Taking Aramis' calculations for a safe jump, megacorporations lose one 400kton megafreighter out of 400 every time they jump. Let's assume they have a fleet of 4000 of them and they make jump once a month (then three weeks in port trading/unloading/loading/maintenance). That means they lose 120 per year through NO OTHER CAUSE THAN MISJUMP. I can't believe it's that high.
Page 92: T/Astro
Page 354: Misjump section

Without the jump being rushed, then anyone can take a 10. I dunno about you, but considering my life depends on it, I'm going to let the astrogater take as long as they like. This allows an apprentice belter (level 1, 4 ranks in T/Astro, 12 Edu) happily make a standard jump plot with no chance of failure.

From Page 354 then there is a zero chance of misjumping without broken equipment (damage result), jumping in a gravity well, or using unrefinied fuel. This is a seperate roll to the astrogation plot.
That's not counting, veltyen, the ones which are off time... (mishap rolls of 7-10) and could be early or late by several days .

BTW, that was the very type of calc we used in playtest... no time limit, no damage Level 1 charater, +1 from attribute.

Taking a skill focus for +2 additional was a possibility at the time....
Slowboating between the Stars? The most that I ever attempted was interplanetary and most players get bored of that very quickly - they are not possessing that Right Stuff. But, every so often there is an alien race or long lost expedition that causes concerns and the troubleshooters must go and find out what it is.
I have several systems that are using slowboats or rather drones of some sort, traveling in normal space.

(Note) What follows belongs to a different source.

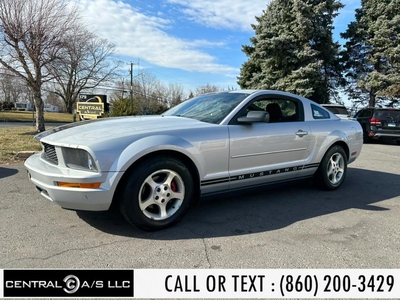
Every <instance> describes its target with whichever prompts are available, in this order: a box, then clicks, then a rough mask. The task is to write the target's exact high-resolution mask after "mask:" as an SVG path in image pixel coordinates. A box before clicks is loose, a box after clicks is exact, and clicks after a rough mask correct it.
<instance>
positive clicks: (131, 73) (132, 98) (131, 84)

Basically, the systems involved had a colony on a 3rd world that was placed there by their last jump ship before it broke down. The home systems knew that their jump ships wouldn't last forever, planned for their eventual breakdown and to secure a constant flow of incoming resources.
Huge magnetic accelerator rings were built in space to launch the drones which were filled with and built of, processed ores, rare earth elements, etc., all of which could take bruising gravity from the initial surge and years of zero gravity and without being affected by vacumn.
Similar rings in the home system would deaccelrate the ships and send them to orbital refineries for processing. Occasionally a drone would be re-used, sending new equipment and the like back to the 'thriving' colony.

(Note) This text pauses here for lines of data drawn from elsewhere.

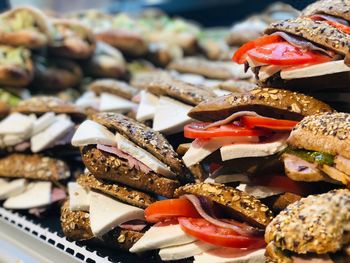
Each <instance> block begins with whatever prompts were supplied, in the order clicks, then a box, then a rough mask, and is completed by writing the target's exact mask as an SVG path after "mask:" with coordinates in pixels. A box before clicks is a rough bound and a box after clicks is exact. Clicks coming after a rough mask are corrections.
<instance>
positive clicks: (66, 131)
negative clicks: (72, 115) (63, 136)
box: [30, 116, 74, 153]
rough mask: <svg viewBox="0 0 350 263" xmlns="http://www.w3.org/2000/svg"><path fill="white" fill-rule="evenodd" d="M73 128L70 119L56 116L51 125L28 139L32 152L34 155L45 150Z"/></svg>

This gives me the ability to have a system that forget about the incoming drones because of a problem in say a century's courses which is then fixed, or somebody forgets to send goodies to the resource system which has died out but there is still a few years of goods enroute and of course, the arrival of a jump ship which can always beat the slow boat on delivery times.